Receipts are the primary artifact: Ed25519 records of AI agent tool execution co-signed by both the executing agent and the caller, so neither side can unilaterally fabricate one (hashes only — no raw content leaves your machine), portable across MCP, LangChain.js, OpenAI-compatible tool-call loops, and other runtimes. Trust scores below are one derived view over those receipts — not a claim of absolute safety or correctness. The current public dataset is MCP-heavy because MCP was the first integration target.
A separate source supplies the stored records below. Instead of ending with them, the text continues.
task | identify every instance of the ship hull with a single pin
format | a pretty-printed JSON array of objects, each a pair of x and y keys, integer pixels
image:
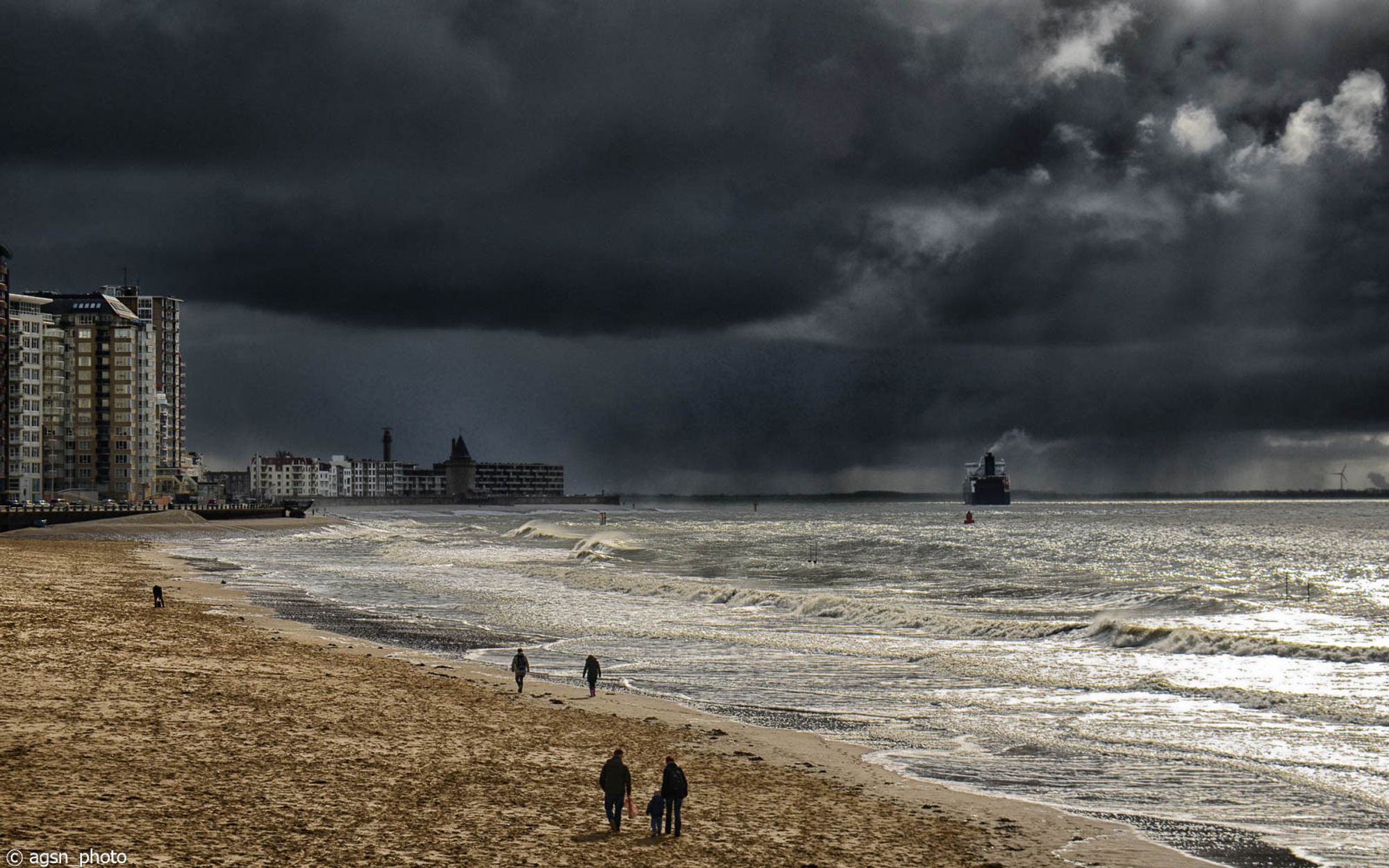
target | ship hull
[{"x": 990, "y": 492}]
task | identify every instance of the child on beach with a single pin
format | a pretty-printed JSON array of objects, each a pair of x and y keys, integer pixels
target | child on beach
[{"x": 656, "y": 809}]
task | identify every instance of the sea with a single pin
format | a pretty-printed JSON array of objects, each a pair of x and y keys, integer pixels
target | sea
[{"x": 1212, "y": 673}]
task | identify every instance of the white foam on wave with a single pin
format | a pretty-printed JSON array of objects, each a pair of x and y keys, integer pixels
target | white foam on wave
[
  {"x": 820, "y": 605},
  {"x": 1115, "y": 630},
  {"x": 1292, "y": 705},
  {"x": 544, "y": 530}
]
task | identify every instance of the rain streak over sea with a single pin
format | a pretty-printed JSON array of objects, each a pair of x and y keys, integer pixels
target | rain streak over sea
[{"x": 1213, "y": 673}]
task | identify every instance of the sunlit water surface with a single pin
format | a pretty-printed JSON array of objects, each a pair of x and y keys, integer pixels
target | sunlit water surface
[{"x": 1223, "y": 663}]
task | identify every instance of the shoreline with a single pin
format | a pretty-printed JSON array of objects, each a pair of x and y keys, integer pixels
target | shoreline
[
  {"x": 981, "y": 830},
  {"x": 1088, "y": 841},
  {"x": 1230, "y": 846}
]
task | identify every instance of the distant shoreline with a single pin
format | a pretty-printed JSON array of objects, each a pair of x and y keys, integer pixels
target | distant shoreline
[{"x": 1024, "y": 496}]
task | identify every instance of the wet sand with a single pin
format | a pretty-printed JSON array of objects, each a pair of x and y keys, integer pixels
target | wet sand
[{"x": 212, "y": 733}]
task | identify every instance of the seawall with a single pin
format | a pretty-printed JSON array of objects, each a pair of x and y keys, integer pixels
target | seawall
[{"x": 327, "y": 503}]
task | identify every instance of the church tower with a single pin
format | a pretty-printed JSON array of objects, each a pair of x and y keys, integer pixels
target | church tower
[{"x": 460, "y": 470}]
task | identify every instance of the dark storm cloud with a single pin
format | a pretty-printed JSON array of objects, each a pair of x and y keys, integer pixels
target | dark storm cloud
[{"x": 874, "y": 230}]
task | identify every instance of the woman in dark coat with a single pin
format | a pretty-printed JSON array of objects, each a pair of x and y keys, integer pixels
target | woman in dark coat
[{"x": 591, "y": 673}]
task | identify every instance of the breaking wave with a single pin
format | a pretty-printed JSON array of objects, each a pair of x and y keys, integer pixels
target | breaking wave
[
  {"x": 1120, "y": 634},
  {"x": 1292, "y": 705},
  {"x": 824, "y": 605}
]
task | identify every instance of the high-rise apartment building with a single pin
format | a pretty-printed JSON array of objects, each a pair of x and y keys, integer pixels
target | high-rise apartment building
[
  {"x": 110, "y": 434},
  {"x": 5, "y": 369},
  {"x": 27, "y": 324},
  {"x": 165, "y": 315}
]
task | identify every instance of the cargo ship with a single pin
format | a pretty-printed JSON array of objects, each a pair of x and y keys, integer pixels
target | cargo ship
[{"x": 987, "y": 483}]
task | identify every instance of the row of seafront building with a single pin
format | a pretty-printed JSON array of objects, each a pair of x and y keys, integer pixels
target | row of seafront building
[
  {"x": 460, "y": 477},
  {"x": 94, "y": 390}
]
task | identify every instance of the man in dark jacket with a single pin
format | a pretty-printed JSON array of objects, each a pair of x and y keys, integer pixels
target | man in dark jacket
[
  {"x": 520, "y": 666},
  {"x": 617, "y": 787},
  {"x": 591, "y": 674},
  {"x": 674, "y": 790}
]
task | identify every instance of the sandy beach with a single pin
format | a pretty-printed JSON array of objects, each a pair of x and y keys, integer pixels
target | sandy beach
[{"x": 210, "y": 733}]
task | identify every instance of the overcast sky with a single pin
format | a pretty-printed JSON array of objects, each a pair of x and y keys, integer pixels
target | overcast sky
[{"x": 759, "y": 245}]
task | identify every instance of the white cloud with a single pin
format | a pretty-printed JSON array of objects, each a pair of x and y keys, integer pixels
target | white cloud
[
  {"x": 1349, "y": 123},
  {"x": 1197, "y": 128},
  {"x": 1081, "y": 51}
]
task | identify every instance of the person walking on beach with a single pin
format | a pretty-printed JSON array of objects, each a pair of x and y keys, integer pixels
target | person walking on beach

Every score below is computed from real receipts and is queryable without auth:

curl https://xaip-trust-api.kuma-github.workers.dev/v1/trust/context7

trust — observed success probability for this server, based on signed execution receipts. Higher means the server has succeeded more often, across more independent callers, with fewer error patterns.

Use it in your own agent

Before your agent delegates, look up what execution evidence exists for the candidates:

import { precheck } from "xaip-sdk";

const result = await precheck({
  task: "Summarize this document",
  candidates: ["context7", "fetch", "unknown-server"],
});
// result.ranked   — execution evidence per candidate
// result.selected — the eligible candidate, or null

Or start emitting receipts from an existing MCP server with one wrapper: withXAIP(server). Receipts are signed locally — nothing extra is required to read them back. The live scores below are the same evidence, aggregated across independent callers.

Live trust scores

loading…
Server Trust Verdict Receipts Flags Observed class Observed verifiability Observed settlement
fetching…

Observed metadata is display-only and does not affect current scoring or /v1/select behavior.

How these scores get used

The xaip-claude-hook fetches this API before every MCP tool call. If a server scores below the caution threshold, you see inline in Claude:

⚠ XAIP: "fetch" trust=0.38 (low_trust, 40 receipts)
        Risk: high_error_rate

After each call, the hook signs a receipt (hashes only — no raw content leaves your machine) and posts it to the aggregator. Next caller sees a slightly more accurate score.

For programmatic decision-making across candidate servers (e.g. "pick the highest-trust server that can handle task X"), the SDK exposes precheck() — an evidence lookup that ranks candidates using available execution evidence and leaves the delegation decision to the caller. See the precheck() guide.

Design notes (not live behavior)

The current live scoring is v0.4. A v0.5 spec draft introduces a tool class taxonomy (advisory · data-retrieval · computation · mutation · settlement) as a design note. Current live scoring and /v1/select behavior do not use class metadata for ranking; observed metadata is display-only. Spec draft: XAIP-SPEC-v0.5-DRAFT.md.

For settlement-class tools the spec describes an optional anchorTxHash for ledger-backed verification — a reference demo anchors to an XRPL testnet transaction (source). This is one optional integration; XAIP is not a payment rail and not a settlement guarantee.

Known limitations. ~4,500 receipts across 10 servers — still a small dataset. The current public dataset is MCP-heavy because MCP was the first integration target. A single aggregator node (BFT quorum is the next milestone). The low_caller_diversity flag means one caller dominates the dataset — trust is uncertain because there aren't enough independent sources yet. The multi-caller mechanism itself has been verified (method + before/after data), but in practice the active graph is still populated mostly by one operator. Closing that gap is what the contributor paths below are for. Error classification is heuristic; false positives possible.

How to contribute

Adding one more independent caller to the graph is the single most useful thing someone outside this repo can do. There are three paths, from shortest to most involved:

One-off run (≈30 seconds, no clone, no signup):

npx xaip-caller

Generates an Ed25519 caller key on first run, makes five real HTTP tool calls (GitHub API, httpbin, this project's own trust API), signs an execution receipt for each, POSTs them to the aggregator, and exits. No state outside ~/.xaip/caller-keys.json. Source: clients/caller.

Continuous contribution via Claude Code:

npm install -g xaip-claude-hook && xaip-claude-hook install

Before each MCP tool call the hook fetches the current score and warns inline if low; after each call it posts a signed receipt.

Full contributor path (real MCP servers, ~5 minutes): see run-a-caller.md. Or run your own aggregator node — the spec and reference implementation are MIT-licensed.